Um dos exemplos mais famosos dessa apropriação intelectual é “The Trotula”, um compêndio médico do século XII que supostamente foi escrito por Trota, a primeira mulher médica e professora de Salerno, na Itália. Embora estudiosos modernos suspeitem que parte do texto tenha sido escrita por homens (que surpresa), historiadores defendem que pelo menos uma parte foi mesmo influenciada por uma parteira ou curandeira chamada Trota. Afinal, só as mulheres tinham acesso real aos corpos e partos femininos; os homens ficavam do lado de fora da porta, provavelmente inventando teorias.

No “Trotula”, a placenta é descrita como uma “cama” para o feto durante a gravidez, proporcionando suporte e conforto. Uma metáfora linda, na verdade, muito mais poética que “bolo de queijo e mel”. O texto também revela práticas curiosas: se uma mulher quisesse evitar nova gravidez após um parto traumático, deveria colocar na placenta tantos grãos de cevada ou sementes quanto os anos que desejasse permanecer sem engravidar. Era uma espécie de DIY contraceptivo medieval, usando a própria placenta como amuleto da fertilidade… ou da falta dela.

Essas práticas com a placenta eram comuns na Europa. O órgão era visto como tendo qualidades “simpáticas” de cura, relacionadas à fertilidade futura e à saúde do bebê. Mas quando os anatomistas universitários homens descobriram essas tradições, fizeram aquela cara de superioridade intelectual que conhecemos bem. Rotularam tudo como “supersticioso”, embora muitos respeitassem secretamente o conhecimento prático das mulheres. Era aquela atitude típica: “Essas mulheres são meio bruxas, mas sabem das coisas”.

Foi nesse contexto que Matteo Realdo Colombo apareceu para revolucionar a terminologia. Professor de anatomia na Universidade de Pádua – que na época era tipo o MIT da anatomia europeia –, Colombo decidiu que precisava de um termo mais sofisticado para distinguir o órgão das palavras usadas pelas parteiras. Em 1559, em seu tratado “De Re Anatomica” (Sobre Coisas Anatômicas), ele introduziu o termo “placenta”, inspirado no bolo romano de mesmo nome, que era cozido numa panela com camadas de queijo e mel.

A escolha não foi só uma questão estética. Colombo viu que o órgão era largo, achatado, circular e do tamanho similar ao bolo tradicional. Mas há algo quase poético na decisão: ao escolher uma palavra relacionada ao mundo culinário feminino, ele inadvertidamente conectou o termo científico ao universo das mulheres, de onde o conhecimento original havia surgido.

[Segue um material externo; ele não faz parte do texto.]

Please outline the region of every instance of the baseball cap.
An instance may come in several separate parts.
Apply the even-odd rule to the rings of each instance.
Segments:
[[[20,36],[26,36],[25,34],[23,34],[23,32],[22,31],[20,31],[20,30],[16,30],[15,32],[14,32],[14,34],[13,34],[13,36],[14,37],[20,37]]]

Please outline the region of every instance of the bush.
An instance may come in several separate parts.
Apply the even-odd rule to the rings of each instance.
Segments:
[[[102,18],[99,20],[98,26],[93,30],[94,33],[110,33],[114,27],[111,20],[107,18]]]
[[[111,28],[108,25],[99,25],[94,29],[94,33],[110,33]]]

A placenta, como o bolo italiano, proporcionava nutrição e conforto, uma continuação da ideia medieval da placenta como “cama” do feto.

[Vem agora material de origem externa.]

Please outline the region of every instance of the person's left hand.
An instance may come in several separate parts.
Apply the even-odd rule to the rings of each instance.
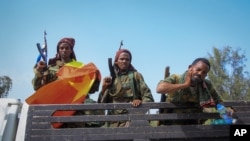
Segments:
[[[137,107],[139,105],[141,105],[142,101],[140,99],[134,99],[133,102],[132,102],[132,105],[134,107]]]

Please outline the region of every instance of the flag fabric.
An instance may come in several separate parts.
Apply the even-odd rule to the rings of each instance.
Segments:
[[[93,63],[84,65],[73,61],[65,64],[57,72],[58,80],[51,82],[26,99],[32,104],[80,104],[83,103],[96,79],[101,80],[101,74]],[[75,111],[56,111],[53,116],[70,116]],[[53,123],[58,128],[62,123]]]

É fascinante pensar como essa história aparentemente trivial do nome da placenta revela camadas profundas sobre como o conhecimento científico se desenvolve. Mostra a tensão entre saber popular e ciência formal, entre conhecimento feminino e autoridade masculina, entre tradição oral e texto escrito. E revela como, às vezes, a inspiração científica vem dos lugares mais inesperados; como a fome de um anatomista na hora do almoço.

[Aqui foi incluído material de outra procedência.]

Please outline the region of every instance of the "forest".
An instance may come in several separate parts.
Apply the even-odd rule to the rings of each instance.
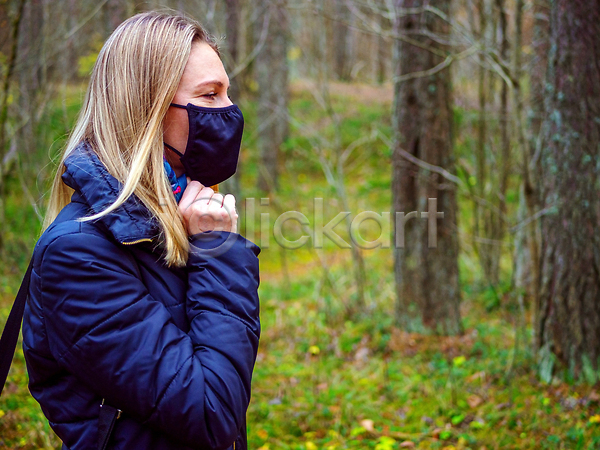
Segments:
[[[254,450],[600,448],[600,2],[0,2],[0,328],[98,52],[179,11],[244,113]],[[0,448],[59,449],[19,345]]]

Hoje, estudar a história da placenta nos ajuda a entender não só o desenvolvimento do conhecimento científico, mas também as atitudes culturais contemporâneas em relação ao órgão. Desde práticas modernas como comer a placenta após o parto (spoiler: não é uma boa ideia) até transformá-la em joias ou arte, as pessoas continuam atribuindo significados especiais a esse órgão que um dia alguém achou que parecia um bolo.

A lição que fica é que nossos corpos não são entidades estáticas; eles são profundamente moldados pelas percepções médicas e culturais de cada época. E às vezes, a ciência mais séria nasce das comparações mais inesperadas. Afinal, foi preciso um italiano com fome de bolo para dar nome a um dos órgãos mais importantes da reprodução humana.